Automotive equipment manufacturers can use Freescale’s e-field technology as an alternative to mechanical systems for liquid-level detection applications. The technology is ideal for designing intelligent airbag systems that detect passengers (thereby preventing airbag deployment, for example, if the system detects a child occupant) and for other automotive safety systems. In addition, e-field technology can enhance human machine interface (HMI) dashboard applications designed to make the driving experience easier and more comfortable.
Reference platform demonstration
Wednesday, Sept. 13, 2006
11 a.m. – 8 p.m.
Freescale Technology Forum Technology Lab
1-8-1 Shimo-Meguro Meguro-ku Tokyo, Japan
Proximity sensor reference platform features
- Human touch detection through the touch pad and slider board
- Water level detection through the water pump and water slider board
- Based on MC33794 proximity sensor with 9 + 1 electrodes
- 8-bit microcontroller (MC68HC908QB8)
- Multiple switch detection interface (MC33993) drives LEDs
- H-bridge motor driver (MC33886) serves as a water pump
- Input supply voltage +12V DC / 2A
- 7-segment numeric LED display and LED bar graph
- Connection with a PC via RS232 (FreeMASTER GUI)

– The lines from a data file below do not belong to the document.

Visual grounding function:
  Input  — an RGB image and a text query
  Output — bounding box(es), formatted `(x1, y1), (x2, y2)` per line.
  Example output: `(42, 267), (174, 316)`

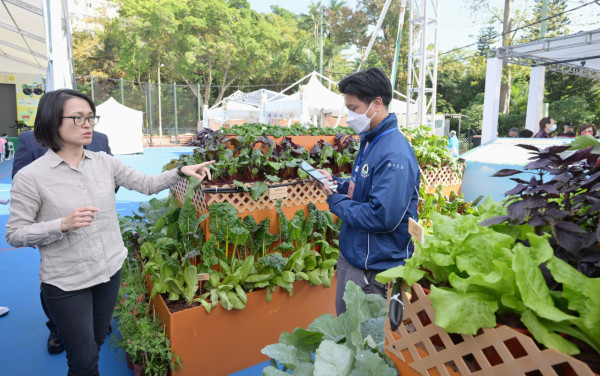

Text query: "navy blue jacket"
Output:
(12, 131), (112, 178)
(327, 114), (420, 271)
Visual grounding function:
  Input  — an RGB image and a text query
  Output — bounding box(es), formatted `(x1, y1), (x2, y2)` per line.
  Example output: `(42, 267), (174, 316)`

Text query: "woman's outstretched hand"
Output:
(60, 206), (99, 232)
(181, 161), (215, 181)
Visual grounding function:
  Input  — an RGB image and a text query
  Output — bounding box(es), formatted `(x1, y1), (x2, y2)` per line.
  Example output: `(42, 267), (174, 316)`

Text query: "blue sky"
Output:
(248, 0), (600, 52)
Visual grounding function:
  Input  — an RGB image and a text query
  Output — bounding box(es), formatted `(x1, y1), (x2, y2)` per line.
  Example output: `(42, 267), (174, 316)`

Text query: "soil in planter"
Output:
(161, 293), (201, 313)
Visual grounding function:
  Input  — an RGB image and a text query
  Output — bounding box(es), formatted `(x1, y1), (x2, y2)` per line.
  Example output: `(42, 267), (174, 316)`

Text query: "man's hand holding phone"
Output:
(300, 162), (336, 197)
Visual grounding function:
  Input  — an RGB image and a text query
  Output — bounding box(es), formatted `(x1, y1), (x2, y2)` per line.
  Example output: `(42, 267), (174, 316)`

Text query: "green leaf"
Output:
(250, 181), (269, 201)
(429, 286), (498, 335)
(233, 180), (249, 192)
(521, 310), (579, 355)
(314, 340), (354, 376)
(350, 350), (398, 376)
(569, 134), (600, 150)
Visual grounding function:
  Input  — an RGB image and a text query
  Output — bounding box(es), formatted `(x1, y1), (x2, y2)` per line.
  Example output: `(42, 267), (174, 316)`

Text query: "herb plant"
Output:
(377, 198), (600, 355)
(483, 143), (600, 277)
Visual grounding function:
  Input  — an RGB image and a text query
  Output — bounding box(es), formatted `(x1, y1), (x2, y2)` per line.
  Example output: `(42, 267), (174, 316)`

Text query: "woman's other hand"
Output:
(60, 206), (99, 232)
(181, 161), (215, 181)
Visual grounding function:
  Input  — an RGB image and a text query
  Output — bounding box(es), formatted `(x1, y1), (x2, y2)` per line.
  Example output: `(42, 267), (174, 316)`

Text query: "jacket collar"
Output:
(360, 113), (398, 142)
(44, 149), (94, 168)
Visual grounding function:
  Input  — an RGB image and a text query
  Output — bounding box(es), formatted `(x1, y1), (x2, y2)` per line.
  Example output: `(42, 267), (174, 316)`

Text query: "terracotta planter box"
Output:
(421, 164), (465, 196)
(385, 283), (595, 376)
(152, 276), (337, 376)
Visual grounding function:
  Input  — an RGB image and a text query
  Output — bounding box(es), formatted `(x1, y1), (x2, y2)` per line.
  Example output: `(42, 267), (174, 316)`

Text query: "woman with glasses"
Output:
(6, 89), (214, 376)
(577, 124), (598, 137)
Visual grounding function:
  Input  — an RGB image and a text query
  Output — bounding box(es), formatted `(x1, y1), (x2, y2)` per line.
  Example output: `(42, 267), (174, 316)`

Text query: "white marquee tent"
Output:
(0, 0), (75, 91)
(206, 100), (260, 123)
(95, 97), (144, 155)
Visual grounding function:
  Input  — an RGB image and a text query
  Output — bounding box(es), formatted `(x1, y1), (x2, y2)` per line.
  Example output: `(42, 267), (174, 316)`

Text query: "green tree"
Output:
(477, 26), (498, 57)
(522, 0), (571, 42)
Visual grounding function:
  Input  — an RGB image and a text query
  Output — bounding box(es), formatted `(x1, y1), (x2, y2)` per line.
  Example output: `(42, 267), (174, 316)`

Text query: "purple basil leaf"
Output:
(478, 215), (510, 226)
(555, 221), (585, 234)
(492, 168), (523, 177)
(524, 158), (553, 170)
(510, 178), (529, 184)
(504, 184), (527, 196)
(517, 144), (540, 151)
(556, 229), (581, 254)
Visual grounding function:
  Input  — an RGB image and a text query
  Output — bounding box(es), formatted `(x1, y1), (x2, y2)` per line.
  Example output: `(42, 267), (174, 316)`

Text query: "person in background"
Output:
(446, 131), (458, 157)
(0, 133), (8, 160)
(6, 89), (214, 376)
(519, 129), (533, 138)
(533, 117), (556, 138)
(556, 121), (577, 138)
(314, 68), (420, 315)
(577, 123), (598, 137)
(12, 116), (118, 354)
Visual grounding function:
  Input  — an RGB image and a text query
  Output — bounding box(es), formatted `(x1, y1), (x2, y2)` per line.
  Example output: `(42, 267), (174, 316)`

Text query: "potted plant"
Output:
(110, 255), (181, 376)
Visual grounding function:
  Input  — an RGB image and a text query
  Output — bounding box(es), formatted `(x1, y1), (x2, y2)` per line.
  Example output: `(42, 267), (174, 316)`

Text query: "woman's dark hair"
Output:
(33, 89), (96, 152)
(577, 123), (598, 137)
(540, 116), (552, 131)
(338, 68), (392, 108)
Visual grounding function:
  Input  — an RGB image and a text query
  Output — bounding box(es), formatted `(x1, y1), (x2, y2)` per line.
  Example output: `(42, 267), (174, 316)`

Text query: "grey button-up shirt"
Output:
(6, 150), (181, 291)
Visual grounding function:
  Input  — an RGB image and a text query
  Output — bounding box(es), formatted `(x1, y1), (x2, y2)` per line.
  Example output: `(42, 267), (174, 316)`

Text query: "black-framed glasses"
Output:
(61, 115), (100, 127)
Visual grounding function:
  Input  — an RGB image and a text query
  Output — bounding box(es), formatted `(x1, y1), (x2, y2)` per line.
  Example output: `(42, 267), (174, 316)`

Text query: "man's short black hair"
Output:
(338, 68), (392, 107)
(33, 89), (96, 152)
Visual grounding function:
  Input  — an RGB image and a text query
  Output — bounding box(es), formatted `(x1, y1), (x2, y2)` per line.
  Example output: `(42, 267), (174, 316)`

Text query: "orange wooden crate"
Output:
(171, 179), (329, 239)
(385, 283), (595, 376)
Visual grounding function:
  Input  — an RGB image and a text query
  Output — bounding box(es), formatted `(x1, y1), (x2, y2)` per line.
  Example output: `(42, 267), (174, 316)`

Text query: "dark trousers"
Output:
(42, 270), (121, 376)
(335, 253), (387, 316)
(40, 287), (58, 335)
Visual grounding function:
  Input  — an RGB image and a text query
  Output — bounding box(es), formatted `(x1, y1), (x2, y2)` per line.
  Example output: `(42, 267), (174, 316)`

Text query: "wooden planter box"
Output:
(421, 164), (465, 196)
(152, 276), (337, 376)
(171, 179), (329, 239)
(384, 283), (594, 376)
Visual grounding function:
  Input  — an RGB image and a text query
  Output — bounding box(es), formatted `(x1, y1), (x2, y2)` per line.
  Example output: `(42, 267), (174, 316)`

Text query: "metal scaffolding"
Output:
(406, 0), (439, 127)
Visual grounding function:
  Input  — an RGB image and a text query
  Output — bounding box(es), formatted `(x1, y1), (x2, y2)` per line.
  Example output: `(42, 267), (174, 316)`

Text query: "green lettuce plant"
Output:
(377, 197), (600, 355)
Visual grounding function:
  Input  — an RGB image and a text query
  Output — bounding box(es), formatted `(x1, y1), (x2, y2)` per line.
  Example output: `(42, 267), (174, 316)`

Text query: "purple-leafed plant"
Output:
(480, 145), (600, 277)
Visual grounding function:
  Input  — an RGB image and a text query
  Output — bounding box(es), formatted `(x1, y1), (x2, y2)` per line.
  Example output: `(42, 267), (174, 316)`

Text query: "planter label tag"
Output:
(269, 187), (287, 201)
(408, 218), (425, 244)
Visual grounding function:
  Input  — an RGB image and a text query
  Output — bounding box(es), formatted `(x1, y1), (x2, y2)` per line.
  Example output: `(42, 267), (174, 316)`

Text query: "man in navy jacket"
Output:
(12, 131), (113, 354)
(320, 68), (420, 315)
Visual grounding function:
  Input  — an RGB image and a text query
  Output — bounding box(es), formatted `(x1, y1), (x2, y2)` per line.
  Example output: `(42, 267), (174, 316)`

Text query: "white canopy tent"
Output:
(0, 0), (75, 91)
(265, 72), (345, 124)
(205, 100), (260, 123)
(95, 97), (144, 155)
(481, 29), (600, 143)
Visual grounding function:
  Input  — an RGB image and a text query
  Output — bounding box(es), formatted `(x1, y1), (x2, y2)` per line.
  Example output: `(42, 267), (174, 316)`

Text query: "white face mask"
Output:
(346, 102), (377, 133)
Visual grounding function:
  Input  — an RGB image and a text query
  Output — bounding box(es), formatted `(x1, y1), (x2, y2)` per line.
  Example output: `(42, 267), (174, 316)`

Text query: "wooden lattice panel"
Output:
(385, 283), (594, 376)
(172, 179), (327, 213)
(421, 164), (465, 189)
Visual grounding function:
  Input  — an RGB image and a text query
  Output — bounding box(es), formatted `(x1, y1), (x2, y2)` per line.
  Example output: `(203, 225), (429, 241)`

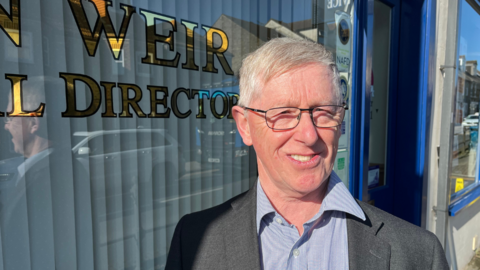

About Freescale e-field sensors
Designed for applications that require non-contact sensing of objects, the MC33794 sensor contains circuitry to generate a low-level electric field and measure the field loading caused by objects moved into the field. The MC33794 generates a low-frequency sine wave, and the frequency is adjustable by using an external resistor and performs optimally at 125 KHz. The MC33794 supports up to 66 touch points and up to 11 electrodes and includes watchdog and power-on-reset timers.
A cost-effective alternative to the MC33794, the MC34940 addresses the appliance and industrial markets. The MC34940 is suitable for implementing proximity detection and three-dimensional e-field sensing. It is able to trigger functions such as turning switches on or off, disabling features or setting off alarms to indicate dangerous situations for devices such as coffee pots, hair dryers and lawnmowers. The MC34940 supports up to 28 touch pad sensors and up to seven simple electrodes, which when used independently, can provide information to perform multiple functions simultaneously.
For more information about Freescale’s e-field technology and sensors and to download the non-contact proximity sensor reference platform specifications, go online.
About Freescale Semiconductor
Freescale Semiconductor, Inc. (NYSE:FSL) (NYSE:FSL.B) is a global leader in the design and manufacture of embedded semiconductors for the automotive, consumer, industrial, networking and wireless markets. Freescale became a publicly traded company in July 2004. The company is based in Austin, Texas, and has design, research and development, manufacturing or sales operations in more than 30 countries. Freescale, a member of the S&P 500(R), is one of the world’s largest semiconductor companies with 2005 sales of $5.8 billion (USD).